Liverpool's Churchill Way flyovers are to be demolished at a cost of £6m after inspectors found significant defects and said they cannot be strengthened.
The two-lane concrete structures, which date back to 1970, were closed last autumn after design and construction flaws were discovered.
Engineers from Amey found the quality of construction using concrete and steel was poor, with tendons and ducts corroded and signs of structural distress including cracking over some supports. They said they should not carry vehicles or pedestrians.
They have calculated that strengthening the structures is not feasible and the cost of replacing them would be between £50m and £60m, compared to a demolition price of £5.7m.
Piece of loose concrete from the flyovers
James Noakes, Liverpool City Council’s cabinet member for Highways, said: ‘The Churchill Way flyovers are a relic of a plan from half a century ago that was never completed.
‘Public safety is absolutely paramount and despite the obvious inconvenience the demolition will cause, we can’t compromise on safety and it is simply not economically viable to make them safe.
‘Although there has been an increase in traffic at peak times in and around the Queensway Tunnel as a result of the closure, the city has been able to cope with it.’
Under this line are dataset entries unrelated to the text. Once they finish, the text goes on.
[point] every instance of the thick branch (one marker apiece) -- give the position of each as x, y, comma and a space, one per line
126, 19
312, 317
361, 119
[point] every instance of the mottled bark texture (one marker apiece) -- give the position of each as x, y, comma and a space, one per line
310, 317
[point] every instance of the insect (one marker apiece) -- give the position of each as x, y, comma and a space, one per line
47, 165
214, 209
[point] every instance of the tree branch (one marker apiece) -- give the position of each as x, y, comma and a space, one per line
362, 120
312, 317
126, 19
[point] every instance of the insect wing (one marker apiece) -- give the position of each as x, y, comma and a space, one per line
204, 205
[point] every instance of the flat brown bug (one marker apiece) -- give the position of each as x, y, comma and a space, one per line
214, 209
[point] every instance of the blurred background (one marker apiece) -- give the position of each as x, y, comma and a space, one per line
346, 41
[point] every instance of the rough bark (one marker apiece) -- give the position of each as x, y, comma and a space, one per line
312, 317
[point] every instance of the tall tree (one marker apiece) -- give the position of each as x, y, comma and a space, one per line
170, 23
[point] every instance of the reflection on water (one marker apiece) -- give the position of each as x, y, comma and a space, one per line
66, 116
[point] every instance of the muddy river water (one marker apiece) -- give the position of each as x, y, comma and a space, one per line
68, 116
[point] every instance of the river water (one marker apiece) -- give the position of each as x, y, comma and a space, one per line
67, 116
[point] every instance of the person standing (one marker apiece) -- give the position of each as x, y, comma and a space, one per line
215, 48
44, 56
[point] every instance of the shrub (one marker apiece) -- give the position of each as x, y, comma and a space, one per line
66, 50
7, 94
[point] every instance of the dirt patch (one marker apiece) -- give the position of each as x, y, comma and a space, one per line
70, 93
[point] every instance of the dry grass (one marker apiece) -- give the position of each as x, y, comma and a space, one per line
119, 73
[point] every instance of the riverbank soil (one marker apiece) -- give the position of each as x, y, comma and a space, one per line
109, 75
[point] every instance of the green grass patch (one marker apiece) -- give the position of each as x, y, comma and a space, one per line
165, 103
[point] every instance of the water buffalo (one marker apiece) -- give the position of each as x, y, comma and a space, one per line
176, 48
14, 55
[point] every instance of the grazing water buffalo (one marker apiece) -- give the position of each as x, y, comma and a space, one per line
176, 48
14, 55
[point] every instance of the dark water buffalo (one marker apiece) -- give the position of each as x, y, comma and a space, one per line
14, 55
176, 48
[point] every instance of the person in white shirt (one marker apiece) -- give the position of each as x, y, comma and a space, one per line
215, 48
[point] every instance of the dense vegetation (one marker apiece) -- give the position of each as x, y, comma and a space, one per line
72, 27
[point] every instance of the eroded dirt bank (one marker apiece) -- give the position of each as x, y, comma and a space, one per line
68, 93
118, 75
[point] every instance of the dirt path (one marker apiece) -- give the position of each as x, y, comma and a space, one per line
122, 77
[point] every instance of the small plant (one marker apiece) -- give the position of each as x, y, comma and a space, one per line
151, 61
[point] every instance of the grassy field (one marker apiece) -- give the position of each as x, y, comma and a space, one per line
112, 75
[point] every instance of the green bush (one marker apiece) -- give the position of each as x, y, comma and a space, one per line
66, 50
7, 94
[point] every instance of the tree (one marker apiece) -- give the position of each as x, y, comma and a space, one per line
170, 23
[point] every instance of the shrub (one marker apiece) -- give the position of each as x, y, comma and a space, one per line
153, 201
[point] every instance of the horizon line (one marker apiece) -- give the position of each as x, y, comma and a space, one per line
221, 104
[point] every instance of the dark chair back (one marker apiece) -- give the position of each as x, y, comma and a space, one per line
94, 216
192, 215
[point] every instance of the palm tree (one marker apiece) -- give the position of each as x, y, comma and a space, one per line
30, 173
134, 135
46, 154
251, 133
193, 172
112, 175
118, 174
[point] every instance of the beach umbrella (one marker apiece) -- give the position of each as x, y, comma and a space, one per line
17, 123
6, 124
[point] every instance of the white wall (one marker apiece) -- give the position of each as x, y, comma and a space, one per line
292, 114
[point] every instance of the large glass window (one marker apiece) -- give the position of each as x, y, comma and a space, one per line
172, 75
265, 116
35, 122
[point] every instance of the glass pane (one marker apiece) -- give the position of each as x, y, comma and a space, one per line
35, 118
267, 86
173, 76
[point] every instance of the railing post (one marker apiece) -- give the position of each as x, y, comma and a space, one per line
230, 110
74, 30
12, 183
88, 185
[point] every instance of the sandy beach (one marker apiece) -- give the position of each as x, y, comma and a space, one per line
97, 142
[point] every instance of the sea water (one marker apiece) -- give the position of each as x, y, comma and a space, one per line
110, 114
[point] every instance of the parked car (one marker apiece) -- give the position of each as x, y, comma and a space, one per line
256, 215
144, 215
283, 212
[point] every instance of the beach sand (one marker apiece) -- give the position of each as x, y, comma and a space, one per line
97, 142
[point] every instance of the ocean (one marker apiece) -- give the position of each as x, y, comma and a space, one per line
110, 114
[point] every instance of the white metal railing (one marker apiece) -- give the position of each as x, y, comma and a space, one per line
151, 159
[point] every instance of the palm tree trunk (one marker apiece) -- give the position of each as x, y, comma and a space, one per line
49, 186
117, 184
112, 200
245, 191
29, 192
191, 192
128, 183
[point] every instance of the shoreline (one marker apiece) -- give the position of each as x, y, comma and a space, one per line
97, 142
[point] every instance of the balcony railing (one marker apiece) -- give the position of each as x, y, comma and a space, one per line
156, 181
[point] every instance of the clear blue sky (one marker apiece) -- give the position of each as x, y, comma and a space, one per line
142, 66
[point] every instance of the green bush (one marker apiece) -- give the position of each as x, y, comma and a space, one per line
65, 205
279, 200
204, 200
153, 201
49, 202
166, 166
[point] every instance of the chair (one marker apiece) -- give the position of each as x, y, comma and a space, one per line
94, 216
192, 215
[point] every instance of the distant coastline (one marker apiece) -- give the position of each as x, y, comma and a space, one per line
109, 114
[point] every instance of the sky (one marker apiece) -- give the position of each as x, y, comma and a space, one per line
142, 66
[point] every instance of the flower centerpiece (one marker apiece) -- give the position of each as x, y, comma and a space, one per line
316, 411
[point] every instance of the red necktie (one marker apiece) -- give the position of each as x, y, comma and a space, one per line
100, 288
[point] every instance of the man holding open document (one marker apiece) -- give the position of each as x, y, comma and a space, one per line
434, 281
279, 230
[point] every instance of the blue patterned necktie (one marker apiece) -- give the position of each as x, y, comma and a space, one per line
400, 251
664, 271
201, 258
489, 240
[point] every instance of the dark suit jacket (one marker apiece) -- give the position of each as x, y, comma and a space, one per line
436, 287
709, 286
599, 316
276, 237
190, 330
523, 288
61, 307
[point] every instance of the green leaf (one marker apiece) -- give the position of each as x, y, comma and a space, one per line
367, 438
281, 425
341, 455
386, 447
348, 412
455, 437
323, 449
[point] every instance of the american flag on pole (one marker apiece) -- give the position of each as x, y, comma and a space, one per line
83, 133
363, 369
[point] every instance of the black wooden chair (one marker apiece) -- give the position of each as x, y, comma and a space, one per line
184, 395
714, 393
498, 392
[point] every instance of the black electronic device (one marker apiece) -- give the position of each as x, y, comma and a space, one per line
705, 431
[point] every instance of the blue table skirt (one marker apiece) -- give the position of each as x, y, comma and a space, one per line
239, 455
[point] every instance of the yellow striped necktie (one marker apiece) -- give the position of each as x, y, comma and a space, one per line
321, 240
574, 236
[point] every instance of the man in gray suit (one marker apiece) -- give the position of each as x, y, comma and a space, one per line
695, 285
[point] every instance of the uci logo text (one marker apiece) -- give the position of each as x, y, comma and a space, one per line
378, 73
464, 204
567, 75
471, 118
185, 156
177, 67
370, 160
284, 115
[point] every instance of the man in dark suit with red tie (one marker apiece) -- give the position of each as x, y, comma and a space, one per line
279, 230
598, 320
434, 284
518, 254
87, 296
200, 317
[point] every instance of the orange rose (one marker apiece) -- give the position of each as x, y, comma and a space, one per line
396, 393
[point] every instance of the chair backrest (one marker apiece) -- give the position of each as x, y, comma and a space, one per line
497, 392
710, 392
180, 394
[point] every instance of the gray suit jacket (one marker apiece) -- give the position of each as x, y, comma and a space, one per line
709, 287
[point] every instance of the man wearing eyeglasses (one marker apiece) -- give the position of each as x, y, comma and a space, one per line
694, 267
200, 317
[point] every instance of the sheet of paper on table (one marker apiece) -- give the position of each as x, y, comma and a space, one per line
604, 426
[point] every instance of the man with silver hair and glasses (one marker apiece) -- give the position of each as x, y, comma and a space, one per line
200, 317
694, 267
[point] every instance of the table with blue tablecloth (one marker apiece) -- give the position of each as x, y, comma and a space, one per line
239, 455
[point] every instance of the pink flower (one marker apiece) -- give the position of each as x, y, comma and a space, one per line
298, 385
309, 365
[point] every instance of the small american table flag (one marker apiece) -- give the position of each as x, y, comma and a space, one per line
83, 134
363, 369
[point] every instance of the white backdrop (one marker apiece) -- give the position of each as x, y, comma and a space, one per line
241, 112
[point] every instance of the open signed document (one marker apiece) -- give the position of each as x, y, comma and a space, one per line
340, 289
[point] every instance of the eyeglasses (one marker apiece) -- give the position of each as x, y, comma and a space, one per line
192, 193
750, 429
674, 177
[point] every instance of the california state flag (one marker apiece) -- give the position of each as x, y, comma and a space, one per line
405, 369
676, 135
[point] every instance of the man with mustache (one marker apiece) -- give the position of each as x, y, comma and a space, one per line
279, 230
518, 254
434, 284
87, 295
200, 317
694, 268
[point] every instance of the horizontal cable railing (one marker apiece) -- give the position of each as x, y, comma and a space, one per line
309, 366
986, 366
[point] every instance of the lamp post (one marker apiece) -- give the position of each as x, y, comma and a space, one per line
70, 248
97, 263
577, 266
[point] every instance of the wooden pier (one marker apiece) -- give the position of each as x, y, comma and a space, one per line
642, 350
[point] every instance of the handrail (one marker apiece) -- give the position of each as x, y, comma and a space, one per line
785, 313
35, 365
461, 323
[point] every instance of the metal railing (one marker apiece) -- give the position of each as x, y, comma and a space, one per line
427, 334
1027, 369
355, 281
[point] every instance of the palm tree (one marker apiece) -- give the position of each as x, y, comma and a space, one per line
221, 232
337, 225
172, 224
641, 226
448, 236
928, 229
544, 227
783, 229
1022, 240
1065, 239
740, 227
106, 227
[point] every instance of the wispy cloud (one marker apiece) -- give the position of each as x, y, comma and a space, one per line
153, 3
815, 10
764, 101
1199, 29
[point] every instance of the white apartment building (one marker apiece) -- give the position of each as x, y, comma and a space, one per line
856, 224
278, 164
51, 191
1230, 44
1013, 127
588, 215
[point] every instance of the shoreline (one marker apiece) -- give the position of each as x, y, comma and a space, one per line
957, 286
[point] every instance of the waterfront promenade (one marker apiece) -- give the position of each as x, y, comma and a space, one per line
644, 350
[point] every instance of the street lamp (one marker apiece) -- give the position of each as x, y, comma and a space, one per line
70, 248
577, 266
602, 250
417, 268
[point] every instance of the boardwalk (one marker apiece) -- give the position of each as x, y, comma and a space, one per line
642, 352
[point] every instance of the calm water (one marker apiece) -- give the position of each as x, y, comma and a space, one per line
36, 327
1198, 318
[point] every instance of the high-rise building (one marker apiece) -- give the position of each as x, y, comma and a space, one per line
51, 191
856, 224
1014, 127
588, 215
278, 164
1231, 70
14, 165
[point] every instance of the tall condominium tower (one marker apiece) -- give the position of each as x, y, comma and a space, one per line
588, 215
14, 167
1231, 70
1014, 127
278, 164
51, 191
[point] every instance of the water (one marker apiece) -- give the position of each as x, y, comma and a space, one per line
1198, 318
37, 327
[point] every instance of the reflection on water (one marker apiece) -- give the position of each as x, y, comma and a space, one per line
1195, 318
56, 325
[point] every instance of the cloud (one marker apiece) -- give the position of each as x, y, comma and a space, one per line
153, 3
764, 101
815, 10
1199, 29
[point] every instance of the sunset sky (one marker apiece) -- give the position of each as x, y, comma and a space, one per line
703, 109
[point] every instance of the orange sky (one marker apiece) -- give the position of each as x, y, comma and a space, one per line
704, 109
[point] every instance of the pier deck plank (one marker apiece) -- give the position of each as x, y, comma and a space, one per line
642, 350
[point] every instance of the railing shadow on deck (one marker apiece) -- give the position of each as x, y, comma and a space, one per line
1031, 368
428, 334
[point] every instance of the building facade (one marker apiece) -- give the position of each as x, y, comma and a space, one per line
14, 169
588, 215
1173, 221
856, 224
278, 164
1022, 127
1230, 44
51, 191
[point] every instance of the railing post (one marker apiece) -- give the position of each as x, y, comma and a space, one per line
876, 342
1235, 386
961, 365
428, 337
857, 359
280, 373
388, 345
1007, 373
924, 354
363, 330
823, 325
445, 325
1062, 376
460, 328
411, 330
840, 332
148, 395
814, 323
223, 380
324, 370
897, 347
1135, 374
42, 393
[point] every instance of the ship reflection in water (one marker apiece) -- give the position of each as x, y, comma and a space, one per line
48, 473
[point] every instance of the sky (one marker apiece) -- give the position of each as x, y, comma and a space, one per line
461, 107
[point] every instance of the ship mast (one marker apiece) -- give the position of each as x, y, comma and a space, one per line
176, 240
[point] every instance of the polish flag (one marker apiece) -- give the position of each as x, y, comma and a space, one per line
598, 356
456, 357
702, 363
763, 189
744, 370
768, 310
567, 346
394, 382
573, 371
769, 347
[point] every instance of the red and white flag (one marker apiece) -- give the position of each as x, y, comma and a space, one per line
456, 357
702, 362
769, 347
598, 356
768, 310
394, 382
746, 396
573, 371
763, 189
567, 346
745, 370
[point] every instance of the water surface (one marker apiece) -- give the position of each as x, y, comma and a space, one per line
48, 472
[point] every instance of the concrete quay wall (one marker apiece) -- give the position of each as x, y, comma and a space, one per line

Trevor Cherryholme of Amey Consulting said: ‘Our primary areas of concern are the poor quality of original construction, subsequent deterioration and the current signs of structural distress.
‘More specifically, poor steel placement and spalled concrete, collapsed or failed formwork, failed drainage and signs of overstress in the deck are among our most significant findings.
‘It is our view that there is no safe option other than demolition.’
Corroded reinforcement in the flyover
Following new legislation on major highways structures, a Post Tensioned Special Inspection (PTSI) began in 2016 to assess the northern and southern sections, both of which are more than 240 metres long.
This found problems with drainage, internal support, barriers and bearings, leading to the flyovers being shut last autumn for investigations into potential hidden defects and potential overstress.
Structural testing has now been carried out, involving removing the road surface, drilling into the decks and underground assessments of every supporting column.
Demolition work is expected to start the summer. In the meantime the council said it will be developing proposals to improve the Queensway Tunnel roundabout and the Hunter Street interchange to cope with increased traffic flow, at an estimated cost of £10m.